Tuesday, March 05, 2013

Overcrowded forward group grows larger with the addition of Brown


With the Edmonton Oilers acquisition of former Toronto Maple Leafs pest Mike Brown on Monday morning, General Manager Steve Tambellini helped address his club's lack of toughness and willingness to engage physically. On the other hand, he has added another body to a roster that already has far too many players on it.

For the second time in the last ten days, this organization has had the good fortune, and to a degree, taken the easy way out when it comes to player movement. When Ryan Jones returned to action on February 23rd against the Phoenix Coyotes, the Oilers placed Lennart Petrell on the IR for one game and than swapped him out for fellow Finn Teemu Hartikainen. The same sort of thing occurred with Brown.

Edmonton made room for their new "tough guy" by placing defenceman Mark Fistric on injured reserve with a banged up elbow. Fistric won't be out long and at some point, Hartikainen should be ready to go. Meaning Tambellini and company are going to have to address the situation.

You would have think head coach Ralph Krueger would love to get down to seven blueliners on his active roster but that can't happen without a trade or exposing one of them via waivers. The second one will not and frankly should not happen. Meaning a trade has to be made or they continue to ride it out with eight D men. For the time being, bet on the latter happening.
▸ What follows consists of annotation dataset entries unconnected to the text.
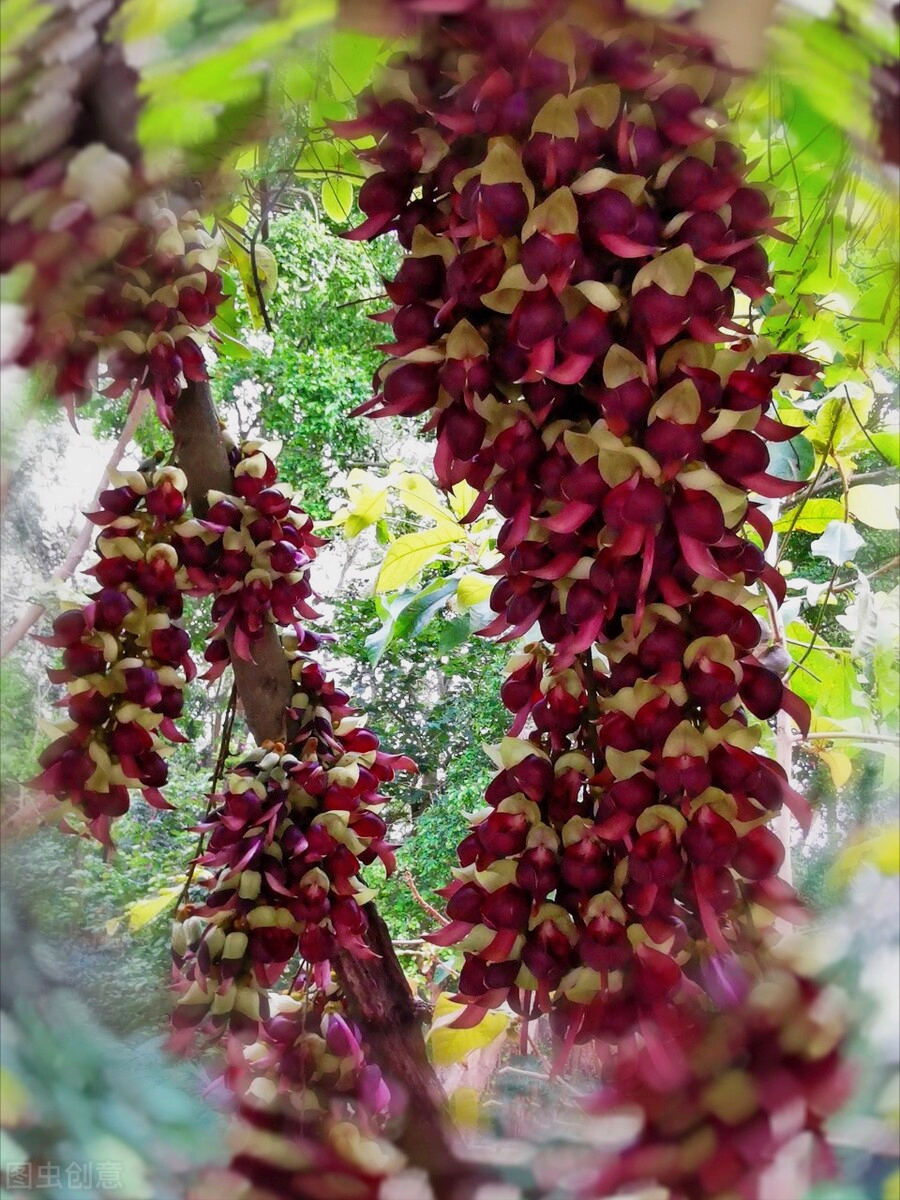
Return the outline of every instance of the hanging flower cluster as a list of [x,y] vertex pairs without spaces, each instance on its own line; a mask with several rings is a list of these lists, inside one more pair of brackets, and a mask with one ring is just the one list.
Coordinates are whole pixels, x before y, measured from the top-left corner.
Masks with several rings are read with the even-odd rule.
[[758,972],[713,958],[716,1001],[660,1010],[619,1046],[595,1111],[634,1110],[644,1126],[605,1163],[589,1195],[654,1180],[672,1196],[805,1195],[833,1174],[823,1124],[848,1098],[842,994],[785,961]]
[[[218,252],[196,212],[145,197],[127,133],[137,100],[124,109],[133,72],[104,44],[113,8],[54,5],[4,71],[0,270],[19,281],[26,313],[17,364],[50,364],[70,412],[95,388],[146,389],[168,425],[184,379],[206,378]],[[96,112],[101,77],[116,89],[120,128]],[[85,132],[97,139],[84,144]]]
[[322,641],[300,623],[316,618],[307,604],[307,568],[323,539],[312,533],[312,518],[294,504],[292,490],[278,482],[276,454],[264,442],[233,449],[235,494],[210,492],[204,520],[181,522],[176,530],[175,548],[192,592],[215,595],[206,679],[228,665],[226,629],[245,661],[268,624],[292,628],[301,650],[314,650]]
[[823,1002],[790,972],[778,1002],[761,983],[721,1012],[707,978],[749,944],[763,971],[752,906],[798,907],[767,824],[785,803],[808,818],[749,725],[809,719],[756,658],[760,589],[785,589],[750,493],[793,490],[768,470],[767,440],[793,432],[774,392],[816,367],[736,320],[768,288],[776,222],[730,140],[727,82],[616,2],[577,23],[476,6],[425,25],[344,127],[377,139],[355,236],[407,251],[361,410],[427,414],[442,485],[505,517],[487,632],[542,638],[510,666],[512,736],[432,940],[464,952],[466,1021],[505,1002],[550,1014],[559,1062],[622,1048],[613,1098],[648,1123],[601,1190],[698,1198],[744,1195],[796,1134],[821,1141],[842,1036],[799,1044]]
[[[203,1196],[377,1200],[404,1165],[392,1145],[403,1100],[367,1063],[360,1031],[320,991],[274,992],[251,1045],[228,1044],[226,1080],[239,1099],[227,1171]],[[199,1198],[198,1198],[199,1200]]]
[[400,1097],[322,992],[272,994],[269,1009],[257,1043],[229,1045],[241,1121],[230,1170],[292,1200],[377,1200],[403,1165],[389,1136]]
[[32,338],[18,361],[55,359],[54,390],[76,403],[146,390],[168,426],[185,380],[206,379],[203,344],[222,301],[218,247],[196,212],[150,202],[121,217],[115,262],[79,283],[83,295],[54,320],[55,349]]
[[413,763],[378,749],[318,665],[296,656],[292,671],[288,752],[246,755],[200,826],[210,894],[175,925],[176,1031],[206,1022],[253,1040],[268,989],[298,954],[322,988],[338,949],[371,956],[362,935],[372,892],[359,871],[376,859],[394,869],[379,788]]
[[796,799],[745,710],[806,715],[754,656],[749,589],[784,581],[743,528],[770,535],[748,492],[794,486],[767,472],[792,432],[769,410],[815,365],[733,320],[774,222],[724,72],[617,11],[446,20],[353,125],[380,139],[356,235],[408,251],[368,407],[432,414],[442,484],[506,517],[488,631],[552,647],[504,688],[534,732],[502,751],[436,940],[462,938],[463,998],[556,1009],[569,1038],[690,990],[683,964],[766,894],[764,823]]
[[184,688],[196,668],[190,638],[178,624],[186,586],[172,546],[187,480],[176,467],[110,473],[91,520],[100,560],[86,572],[98,583],[80,608],[68,608],[40,637],[62,650],[48,672],[66,685],[60,704],[67,720],[40,757],[31,786],[68,802],[89,830],[109,844],[109,826],[139,788],[156,808],[168,808],[163,738],[182,742],[175,727]]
Bringing us to the traffic jam within the forward ranks. When healthy, the obvious regulars would be;

Jordan Eberle, Taylor Hall, Ryan Nugent-Hopkins, Sam Gagner, Ales Hemsky, Nail Yakupov, Shawn Horcoff, Ryan Jones and Eric Belanger

Leaving four spots for six guys and that doesn't include Chris VandeVelde, who will head back to Oklahoma City upon Horcoff's return. The obvious and easy decision would be to send Hartikainen and Magnus Paajarvi down to OKC and run with a rotation of Brown, Ben Eager, Petrell and Ryan Smyth in those final three spots.
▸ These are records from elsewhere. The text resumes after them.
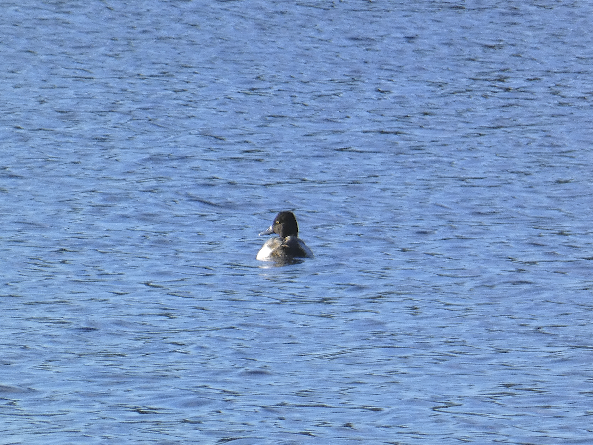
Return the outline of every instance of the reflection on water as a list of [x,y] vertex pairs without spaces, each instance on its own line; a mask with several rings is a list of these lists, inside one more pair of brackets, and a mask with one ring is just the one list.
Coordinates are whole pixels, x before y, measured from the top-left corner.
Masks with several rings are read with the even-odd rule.
[[7,5],[4,443],[586,442],[592,12]]

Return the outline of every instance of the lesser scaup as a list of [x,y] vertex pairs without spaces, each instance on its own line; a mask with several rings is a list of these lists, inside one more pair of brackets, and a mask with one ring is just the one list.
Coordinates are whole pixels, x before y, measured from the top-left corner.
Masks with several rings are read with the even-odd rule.
[[292,212],[280,212],[270,228],[260,236],[275,233],[278,238],[270,238],[257,253],[257,259],[289,262],[292,259],[313,258],[313,253],[298,237],[298,224]]

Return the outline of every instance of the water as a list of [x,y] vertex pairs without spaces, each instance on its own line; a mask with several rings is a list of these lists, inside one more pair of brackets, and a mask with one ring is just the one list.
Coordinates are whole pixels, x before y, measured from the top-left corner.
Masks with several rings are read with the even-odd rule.
[[588,4],[5,3],[0,443],[593,440]]

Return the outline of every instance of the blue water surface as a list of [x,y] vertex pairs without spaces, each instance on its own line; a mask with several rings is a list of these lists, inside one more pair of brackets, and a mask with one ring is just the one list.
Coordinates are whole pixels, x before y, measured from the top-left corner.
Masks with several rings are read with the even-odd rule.
[[589,3],[2,17],[2,445],[593,441]]

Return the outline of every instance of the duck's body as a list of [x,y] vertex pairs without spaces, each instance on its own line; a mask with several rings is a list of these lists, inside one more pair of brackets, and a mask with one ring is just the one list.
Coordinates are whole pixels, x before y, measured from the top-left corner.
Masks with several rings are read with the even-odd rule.
[[293,259],[313,258],[313,253],[298,237],[298,224],[292,212],[280,212],[270,228],[260,236],[275,233],[278,238],[270,238],[257,253],[262,261],[287,261]]

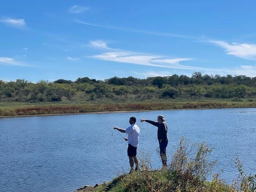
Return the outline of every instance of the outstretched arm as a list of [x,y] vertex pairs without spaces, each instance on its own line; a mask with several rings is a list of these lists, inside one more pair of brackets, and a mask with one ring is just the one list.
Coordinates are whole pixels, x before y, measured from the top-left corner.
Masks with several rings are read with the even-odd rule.
[[150,123],[152,125],[158,127],[158,125],[159,125],[159,123],[158,122],[155,122],[154,121],[150,121],[150,120],[147,120],[146,119],[142,119],[140,120],[140,122],[143,122],[145,121],[147,123]]
[[117,130],[119,131],[120,132],[122,133],[126,132],[125,129],[121,129],[121,128],[119,128],[119,127],[114,127],[114,129],[116,129]]

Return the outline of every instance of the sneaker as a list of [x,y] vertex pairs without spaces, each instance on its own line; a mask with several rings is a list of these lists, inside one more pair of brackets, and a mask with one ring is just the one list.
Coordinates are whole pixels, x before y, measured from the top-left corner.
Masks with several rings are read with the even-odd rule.
[[135,171],[140,171],[140,170],[139,168],[135,168]]
[[[135,169],[135,170],[136,170],[136,169]],[[134,171],[134,170],[133,169],[131,169],[131,170],[130,171],[130,172],[129,172],[129,174],[130,174],[131,173],[132,173],[132,172],[133,172]]]

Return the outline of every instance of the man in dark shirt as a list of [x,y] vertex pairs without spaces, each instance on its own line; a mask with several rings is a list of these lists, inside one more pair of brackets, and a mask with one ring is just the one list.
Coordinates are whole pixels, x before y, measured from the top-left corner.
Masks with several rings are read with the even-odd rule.
[[160,156],[162,158],[163,167],[165,167],[167,164],[166,159],[166,147],[168,144],[167,138],[167,125],[164,122],[165,119],[163,115],[159,115],[157,117],[158,122],[155,122],[146,119],[141,119],[140,122],[145,121],[158,127],[157,130],[157,138],[159,142]]

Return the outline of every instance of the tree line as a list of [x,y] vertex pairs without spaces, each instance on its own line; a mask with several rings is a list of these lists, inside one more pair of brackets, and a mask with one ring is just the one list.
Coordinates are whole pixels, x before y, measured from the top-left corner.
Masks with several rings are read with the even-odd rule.
[[256,77],[202,75],[191,77],[174,74],[140,79],[114,76],[105,80],[79,78],[76,81],[59,79],[33,83],[24,79],[0,80],[0,100],[53,102],[64,100],[143,100],[162,98],[253,98],[256,96]]

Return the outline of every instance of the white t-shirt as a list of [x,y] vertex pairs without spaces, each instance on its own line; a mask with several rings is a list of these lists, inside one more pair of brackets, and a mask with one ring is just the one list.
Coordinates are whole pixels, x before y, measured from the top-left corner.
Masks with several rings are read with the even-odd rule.
[[135,147],[139,146],[139,134],[140,128],[134,123],[125,130],[125,132],[128,135],[128,144]]

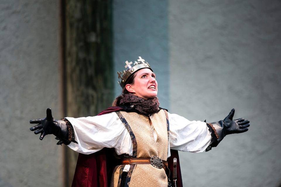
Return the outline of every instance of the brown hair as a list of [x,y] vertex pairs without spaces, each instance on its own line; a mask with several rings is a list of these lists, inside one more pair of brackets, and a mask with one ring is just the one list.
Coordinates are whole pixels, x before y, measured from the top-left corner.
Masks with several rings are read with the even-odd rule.
[[112,105],[113,106],[118,106],[120,105],[120,100],[124,97],[124,95],[127,94],[128,94],[129,92],[127,89],[126,89],[126,85],[127,84],[132,85],[134,84],[135,82],[135,78],[136,75],[137,74],[135,72],[133,74],[131,75],[124,84],[124,87],[122,90],[122,93],[115,99],[113,100],[113,102],[112,102]]

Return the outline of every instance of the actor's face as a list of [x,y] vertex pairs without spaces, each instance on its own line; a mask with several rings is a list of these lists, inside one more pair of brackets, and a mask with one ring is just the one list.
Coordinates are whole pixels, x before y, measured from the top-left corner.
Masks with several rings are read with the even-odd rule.
[[155,74],[147,68],[140,70],[136,73],[133,84],[126,85],[128,91],[145,99],[156,97],[157,82],[155,79]]

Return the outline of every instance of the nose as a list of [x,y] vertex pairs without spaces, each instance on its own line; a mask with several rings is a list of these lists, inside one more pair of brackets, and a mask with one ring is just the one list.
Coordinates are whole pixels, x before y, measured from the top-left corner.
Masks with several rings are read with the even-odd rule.
[[155,81],[156,80],[156,79],[155,79],[155,78],[153,77],[150,77],[150,82],[155,82]]

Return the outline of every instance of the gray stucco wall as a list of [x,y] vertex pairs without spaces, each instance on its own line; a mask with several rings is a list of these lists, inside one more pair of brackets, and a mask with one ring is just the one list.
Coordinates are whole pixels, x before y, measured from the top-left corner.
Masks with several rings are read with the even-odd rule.
[[32,119],[61,117],[59,1],[0,2],[0,186],[58,186],[62,148]]
[[170,1],[170,111],[190,120],[250,120],[201,153],[181,152],[185,186],[281,182],[281,2]]

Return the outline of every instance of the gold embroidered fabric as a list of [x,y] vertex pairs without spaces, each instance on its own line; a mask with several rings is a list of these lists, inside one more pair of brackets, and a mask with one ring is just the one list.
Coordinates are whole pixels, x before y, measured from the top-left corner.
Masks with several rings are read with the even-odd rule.
[[[167,120],[164,111],[161,110],[149,117],[157,134],[156,141],[149,117],[136,112],[119,112],[126,119],[135,137],[137,145],[137,157],[156,156],[163,160],[167,160],[168,139]],[[117,186],[120,168],[117,167],[114,170],[112,187]],[[168,179],[164,169],[157,168],[150,164],[136,165],[130,176],[129,187],[167,187],[167,186]]]

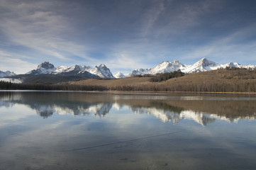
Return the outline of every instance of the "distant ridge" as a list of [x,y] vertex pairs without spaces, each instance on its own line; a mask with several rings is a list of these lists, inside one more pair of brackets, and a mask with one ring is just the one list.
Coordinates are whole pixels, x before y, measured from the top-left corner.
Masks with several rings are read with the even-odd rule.
[[[182,72],[185,73],[193,73],[193,72],[207,72],[211,70],[216,70],[219,68],[226,68],[226,67],[238,67],[238,68],[252,68],[255,69],[256,65],[253,64],[240,64],[237,62],[228,62],[227,64],[221,64],[213,61],[208,60],[204,57],[199,61],[191,65],[186,65],[180,63],[178,60],[174,60],[172,62],[169,61],[164,61],[160,62],[159,64],[153,67],[152,69],[135,69],[133,70],[128,76],[133,76],[135,75],[143,75],[143,74],[157,74],[162,73],[167,73],[180,69]],[[142,70],[143,72],[140,72]],[[147,72],[148,71],[148,72]]]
On the one hand, it would make sense and hypothetically make the Oilers a tougher team to play against but does it make them a better team? Removing both Paajarvi and Hartikainen out of the mix drastically reduces Edmonton's talent in their bottom six and should they continue to use Yakupov in a third line role, who on earth would he play with? Horcoff and....
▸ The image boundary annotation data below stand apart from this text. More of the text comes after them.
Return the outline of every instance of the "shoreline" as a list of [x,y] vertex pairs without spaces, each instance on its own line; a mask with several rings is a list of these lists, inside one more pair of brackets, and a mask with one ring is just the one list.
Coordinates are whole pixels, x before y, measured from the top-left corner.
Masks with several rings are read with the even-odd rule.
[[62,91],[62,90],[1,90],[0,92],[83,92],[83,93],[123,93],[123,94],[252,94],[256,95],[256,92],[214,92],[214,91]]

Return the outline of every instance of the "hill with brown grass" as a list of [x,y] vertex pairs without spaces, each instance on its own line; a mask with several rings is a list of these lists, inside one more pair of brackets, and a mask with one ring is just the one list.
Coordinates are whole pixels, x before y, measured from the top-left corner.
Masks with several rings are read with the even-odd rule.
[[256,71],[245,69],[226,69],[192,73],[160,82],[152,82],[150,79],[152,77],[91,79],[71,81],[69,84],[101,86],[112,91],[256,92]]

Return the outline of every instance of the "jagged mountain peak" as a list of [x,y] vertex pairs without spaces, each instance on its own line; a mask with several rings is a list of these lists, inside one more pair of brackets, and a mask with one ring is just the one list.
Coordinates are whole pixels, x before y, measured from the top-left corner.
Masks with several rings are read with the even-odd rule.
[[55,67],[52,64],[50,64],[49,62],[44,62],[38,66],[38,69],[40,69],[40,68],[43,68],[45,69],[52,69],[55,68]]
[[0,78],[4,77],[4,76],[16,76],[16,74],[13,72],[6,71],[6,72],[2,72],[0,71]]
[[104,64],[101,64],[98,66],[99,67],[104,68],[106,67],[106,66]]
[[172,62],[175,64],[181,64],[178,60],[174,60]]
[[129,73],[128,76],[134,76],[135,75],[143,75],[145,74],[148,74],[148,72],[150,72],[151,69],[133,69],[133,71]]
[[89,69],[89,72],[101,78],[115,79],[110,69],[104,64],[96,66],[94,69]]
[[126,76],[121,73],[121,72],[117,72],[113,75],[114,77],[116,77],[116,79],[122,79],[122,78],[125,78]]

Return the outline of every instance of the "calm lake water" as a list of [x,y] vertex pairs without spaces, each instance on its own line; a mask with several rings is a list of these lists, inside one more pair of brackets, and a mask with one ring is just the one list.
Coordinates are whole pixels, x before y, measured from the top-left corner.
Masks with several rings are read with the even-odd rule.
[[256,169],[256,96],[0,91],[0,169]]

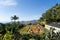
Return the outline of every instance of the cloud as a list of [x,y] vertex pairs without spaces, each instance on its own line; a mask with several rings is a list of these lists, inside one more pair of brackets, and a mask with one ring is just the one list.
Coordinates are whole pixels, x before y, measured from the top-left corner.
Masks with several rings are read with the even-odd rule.
[[12,6],[17,5],[16,0],[0,0],[0,6]]

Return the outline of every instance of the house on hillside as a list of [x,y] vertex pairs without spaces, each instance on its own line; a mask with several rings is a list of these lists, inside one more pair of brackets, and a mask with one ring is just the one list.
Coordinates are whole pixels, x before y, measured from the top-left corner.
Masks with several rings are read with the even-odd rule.
[[50,28],[55,28],[54,32],[60,32],[60,22],[52,22],[49,24],[45,24],[45,28],[50,30]]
Should the rookie Russian be pushed down the depth chart at even strength, the most likely choice to go up would be Jones. Leaving absolutely no one to play with the captain and last year's first overall selection. Which would be where a guy like Paajarvi could slide in.

If Yakupov is going to see time in the bottom six, it has to be with some sort of skill and someone that can skate. Outside of Paajarvi, the only guy that can skate well enough to play with him is Eager...which no Oilers fan should ever have to witness.

In my mind Petrell has to stay, as he brings something to table on a nightly basis and is best suited to fill/accept a 12th/13th forward role with Brown. In my mind, Smyth is redundant on a team that already has Jones on it, that does the same thing...only better. That being said, #94 isn't going anywhere.

There is no question this lineup needed an infusion of energy, making yesterday's move more than understandable and the guy does sound like a great team guy. Some like the move, some don't but it does address a need. Having said that, can't see the need in having both Mike Brown and Ben Eager in the lineup a nightly basis but we shall see how it shakes out.

Regardless, Steve Tambellini has a decision to make. Is it time for him to make a multi-player move to try and improve his club now and shakeup the look of his roster or does he take the easy way out and send Magnus Paajarvi and Teemu Hartikainen back to the American Hockey League.

You are on the clock Mr. Tambellini. Time to make something happen or at least address the traffic jam that is the Edmonton Oilers twenty-three man roster.